Contact for correspondence: Alia A. Al-Tayyib, PhD; e-mail: alia.al-tayyib@dhha.org.

Abstract

Objectives:  To develop and evaluate screening algorithms to predict current chlamydial and gonococcal infections in emergency department (ED) settings and assess their performance.

Methods:  Between 2002 and 2005, adult patients aged 18 to 35 years attending an urban ED were screened for Chlamydia trachomatis (Ct) and Neisseria gonorrhoeae (GC) and completed a brief demographic and behavioral questionnaire. Using multiple unconditional logistic regressions, the authors developed four separate predictive models and applicable clinical risk scores to screen for infection. They developed models for females and males separately, for Ct and GC infections combined, and for Ct infection alone. The sensitivities and specificities of the clinical risk scores at different cutoffs were used to examine performance of the algorithms.

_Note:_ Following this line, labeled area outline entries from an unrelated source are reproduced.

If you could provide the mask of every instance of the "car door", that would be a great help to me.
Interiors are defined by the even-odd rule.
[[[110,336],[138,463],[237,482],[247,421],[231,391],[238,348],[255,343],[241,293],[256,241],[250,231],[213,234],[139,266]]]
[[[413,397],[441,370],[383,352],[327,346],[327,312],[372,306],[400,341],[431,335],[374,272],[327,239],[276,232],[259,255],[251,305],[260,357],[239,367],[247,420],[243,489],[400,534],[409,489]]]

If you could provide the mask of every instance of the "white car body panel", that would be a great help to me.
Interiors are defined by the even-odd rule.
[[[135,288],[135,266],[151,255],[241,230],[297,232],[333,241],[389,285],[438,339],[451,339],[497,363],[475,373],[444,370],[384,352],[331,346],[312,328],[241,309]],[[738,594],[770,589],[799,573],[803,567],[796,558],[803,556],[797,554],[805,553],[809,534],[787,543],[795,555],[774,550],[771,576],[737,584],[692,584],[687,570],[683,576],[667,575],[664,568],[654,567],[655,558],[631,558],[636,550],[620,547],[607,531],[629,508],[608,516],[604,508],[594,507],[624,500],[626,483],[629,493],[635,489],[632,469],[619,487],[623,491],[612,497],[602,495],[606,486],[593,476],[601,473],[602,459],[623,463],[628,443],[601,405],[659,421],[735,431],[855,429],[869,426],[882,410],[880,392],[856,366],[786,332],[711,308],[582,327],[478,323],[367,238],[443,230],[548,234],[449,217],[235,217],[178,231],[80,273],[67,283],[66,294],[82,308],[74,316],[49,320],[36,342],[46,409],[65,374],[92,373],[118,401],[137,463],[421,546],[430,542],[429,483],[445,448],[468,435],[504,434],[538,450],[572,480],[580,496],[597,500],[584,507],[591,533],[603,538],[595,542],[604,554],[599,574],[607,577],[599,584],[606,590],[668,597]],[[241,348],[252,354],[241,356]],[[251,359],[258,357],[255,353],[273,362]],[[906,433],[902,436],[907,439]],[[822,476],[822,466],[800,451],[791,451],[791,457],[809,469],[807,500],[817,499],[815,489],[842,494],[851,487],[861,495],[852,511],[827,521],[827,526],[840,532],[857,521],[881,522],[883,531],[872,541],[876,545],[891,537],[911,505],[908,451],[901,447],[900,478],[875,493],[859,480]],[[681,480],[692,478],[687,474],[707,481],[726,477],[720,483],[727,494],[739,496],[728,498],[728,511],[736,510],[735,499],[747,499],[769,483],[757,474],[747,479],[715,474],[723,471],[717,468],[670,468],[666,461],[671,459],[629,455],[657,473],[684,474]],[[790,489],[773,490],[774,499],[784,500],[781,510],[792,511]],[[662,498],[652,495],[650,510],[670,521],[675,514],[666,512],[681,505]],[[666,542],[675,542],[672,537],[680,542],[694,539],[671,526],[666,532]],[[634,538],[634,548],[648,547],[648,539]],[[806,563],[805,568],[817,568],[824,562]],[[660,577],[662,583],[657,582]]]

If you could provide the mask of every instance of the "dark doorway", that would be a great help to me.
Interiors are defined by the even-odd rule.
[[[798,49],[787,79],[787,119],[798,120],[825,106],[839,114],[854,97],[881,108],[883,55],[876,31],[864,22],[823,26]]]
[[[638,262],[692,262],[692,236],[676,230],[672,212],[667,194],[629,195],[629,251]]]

Results:  Among 5,537 patients successfully screened for Ct and GC, the overall prevalence of infection was 9.6%. Age was the strongest predictor of infection. Adjusting for other predictors, the prevalence odds ratio (POR) was 2.2 (95% confidence interval [CI] = 1.7 to 2.8) for Ct and GC combined and 2.9 (95% CI = 2.1 to 4.1) for Ct alone comparing females 25 years and younger to females older than 25 years. Among males, the association was stronger with an adjusted POR of 3.3 (95% CI = 2.3 to 4.7) for Ct and GC combined and 3.2 (95% CI = 2.1 to 4.7) for Ct infection alone.

Conclusions:  If the decision to incorporate Ct and GC screening into routine ED care is made, age alone appears to be a sufficient screening criterion.